Thanks for the info, Tom. WE still had a great trip, and have already booked for antoher trip in August. The OBS Crew on 52 worked as a team to get that diner ready, and no one was complaining.


----------



## priller (May 28, 2016)

fixj said:


> Our Chief was Lester Macklin.


We have traveled with Lester twice. He was quite visible and appeared to always be walking the cars checking on things.


----------



## unitedstatesfan (Aug 10, 2016)

A very interesting trip report with great, clear photos of a train I am not likely to ever travel on because I lack a car and am a foreigner.

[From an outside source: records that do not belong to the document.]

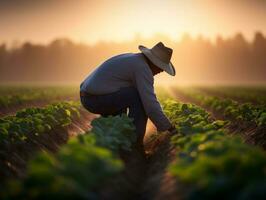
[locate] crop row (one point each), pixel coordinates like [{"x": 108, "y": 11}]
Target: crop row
[
  {"x": 229, "y": 108},
  {"x": 34, "y": 121},
  {"x": 81, "y": 168},
  {"x": 13, "y": 96},
  {"x": 255, "y": 95},
  {"x": 209, "y": 163}
]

In your first post, you mean 'diner' in a few places not 'dinner!'

Hope to read more excellent posts from your travels.


----------



## FormerOBS (Aug 12, 2016)

Lester Macklin has transferred off the Auto Train. I understand he is now based in New York, although I have no details. Auto Train now has only one assigned Chief for over-the-road assignments, plus one who works in the office. Most days, Auto Train runs without a Chief.

Tom


----------



## Bob Dylan (Aug 12, 2016)

FormerOBS said:


> Lester Macklin has transferred off the Auto Train. I understand he is now based in New York, although I have no details. Auto Train now has only one assigned Chief for over-the-road assignments, plus one who works in the office. Most days, Auto Train runs without a Chief.
> 
> Tom


Might as well change the name to the Mica Ltd!


----------



## fixj (Sep 28, 2016)

Just found out we'll take an unexpected trip to Lorton this October. Already made reservation. WE will be in car 5240 Bedroom J. Can't wait and will report.


----------